Popular restaurant chain Chipotle Mexican Grill has announced that it was hit with a massive cybersecurity attack.
The attack, which was first reported by Chipotle on April 25, hit most the the chain's 2,250 locations and allowed hackers to steal credit card information from customers, reports The Inquisitr.
In a press release, the company provides information about the breach that is the result of an investigation involving leading cyber security firms, law enforcement, and the payment card networks:
The investigation identified the operation of malware designed to access payment card data from cards used on point-of-sale (POS) devices at certain Chipotle restaurants between March 24, 2017 and April 18, 2017. The malware searched for track data (which sometimes has cardholder name in addition to card number, expiration date, and internal verification code) read from the magnetic stripe of a payment card as it was being routed through the POS device. There is no indication that other customer information was affected.
During the investigation we removed the malware, and we continue to work with cyber security firms to evaluate ways to enhance our security measures.

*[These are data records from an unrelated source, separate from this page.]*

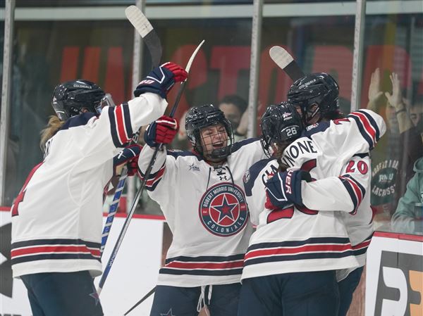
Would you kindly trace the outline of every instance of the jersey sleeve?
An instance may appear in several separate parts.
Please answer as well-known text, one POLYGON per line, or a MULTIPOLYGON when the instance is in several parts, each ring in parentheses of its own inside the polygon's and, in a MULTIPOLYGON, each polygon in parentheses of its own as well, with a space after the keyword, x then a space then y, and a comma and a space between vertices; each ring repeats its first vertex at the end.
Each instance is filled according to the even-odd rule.
POLYGON ((82 153, 81 165, 92 167, 111 159, 142 125, 163 115, 167 102, 157 94, 143 94, 128 103, 103 108, 98 118, 85 125, 83 135, 78 134, 73 146, 82 153))
MULTIPOLYGON (((149 146, 145 146, 140 153, 138 158, 138 173, 141 181, 144 180, 149 165, 153 158, 155 148, 149 146)), ((173 157, 167 155, 166 148, 164 146, 157 151, 156 160, 150 174, 147 175, 145 189, 152 192, 156 191, 157 186, 161 182, 168 183, 172 181, 172 175, 176 170, 176 160, 173 157)), ((175 183, 175 182, 173 182, 175 183)), ((161 190, 160 186, 158 191, 161 190)))
POLYGON ((355 156, 344 165, 338 177, 312 182, 302 181, 302 203, 312 210, 340 210, 355 215, 370 187, 371 175, 369 156, 355 156))
POLYGON ((243 179, 250 220, 255 225, 259 225, 259 215, 264 210, 266 203, 264 181, 267 179, 264 170, 269 161, 269 159, 264 159, 255 163, 245 172, 243 179), (264 177, 266 179, 264 179, 264 177))
MULTIPOLYGON (((316 129, 319 130, 317 127, 316 129)), ((319 143, 331 148, 333 154, 339 157, 351 157, 355 153, 367 153, 386 130, 384 119, 369 110, 359 110, 349 114, 345 118, 333 120, 322 133, 313 135, 319 137, 319 143)))

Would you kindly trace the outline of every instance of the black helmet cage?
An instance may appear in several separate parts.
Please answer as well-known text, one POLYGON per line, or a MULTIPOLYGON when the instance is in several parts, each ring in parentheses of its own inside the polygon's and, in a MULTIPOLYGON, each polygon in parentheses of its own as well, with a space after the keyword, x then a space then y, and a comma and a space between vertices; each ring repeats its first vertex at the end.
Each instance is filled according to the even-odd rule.
POLYGON ((300 106, 302 120, 307 123, 316 114, 339 110, 339 87, 335 80, 324 72, 307 75, 294 82, 288 91, 288 101, 300 106), (312 111, 312 106, 317 106, 312 111))
POLYGON ((51 105, 61 120, 81 113, 82 108, 99 114, 104 91, 96 84, 87 80, 63 82, 56 87, 51 105))
POLYGON ((295 106, 287 102, 269 106, 260 123, 262 147, 268 157, 272 144, 291 143, 301 136, 303 125, 295 106))
POLYGON ((204 150, 201 142, 201 130, 209 126, 221 124, 228 134, 228 142, 225 147, 214 149, 207 156, 216 160, 224 159, 231 153, 233 145, 232 125, 225 118, 223 113, 212 104, 206 104, 191 108, 185 117, 185 129, 188 139, 194 150, 202 157, 204 150))

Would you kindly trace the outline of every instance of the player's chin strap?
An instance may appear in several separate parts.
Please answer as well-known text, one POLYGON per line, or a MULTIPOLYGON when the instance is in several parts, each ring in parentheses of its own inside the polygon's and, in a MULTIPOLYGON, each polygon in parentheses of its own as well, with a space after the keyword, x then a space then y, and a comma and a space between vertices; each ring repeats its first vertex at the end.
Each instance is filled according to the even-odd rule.
MULTIPOLYGON (((209 285, 208 286, 209 286, 209 291, 208 291, 208 295, 207 295, 207 301, 209 301, 209 305, 210 305, 210 301, 212 300, 212 291, 213 289, 213 286, 209 285)), ((205 291, 206 291, 206 286, 202 285, 201 286, 201 294, 200 294, 200 298, 198 298, 198 304, 197 304, 197 311, 198 312, 200 312, 200 311, 201 310, 201 309, 203 307, 206 306, 205 291)), ((207 309, 204 308, 204 310, 206 311, 206 314, 207 315, 207 316, 209 316, 209 312, 207 312, 207 309)))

In addition, we continue to support law enforcement’s investigation and are working with the payment card networks so that the banks that issue payment cards can be made aware and initiate heightened monitoring.
In response to the incident, Bellwether Community Credit Union of New Hampshire has filed a class-action lawsuit against Chipotle and is seeking damages, reports Credit Union Times.
The suit alleges that the breach forced financial institutions to cancel or reissue cards, close accounts, stop payments, block transactions, issue refunds, increase fraud monitoring efforts, and deal with cardholder complaints and confusion. It also claims lost interest and transaction fees due to reduced card usage.
The suit challenges Chipotle's "public statements to customers after the data breach plainly indicate that defendant believes that card-issuing institutions should be responsible for fraudulent charges on cardholder accounts resulting from the data breach."
A previous Chipotle data breach is also referenced. "Despite its 2004 data breach, Chipotle quite obviously failed to upgrade its data security systems in a meaningful way so as to prevent future breaches," the complaint alleged.
The cybersecurity attack comes just when Chipotle was recovering from the 2015 food contamination outbreak that sickened hundreds of its customers. On that occasion, Chipotle's customers in Minnesota were infected with salmonella and nearly 100 more came down with norovirus after eating at the restaurant's Southern California locations.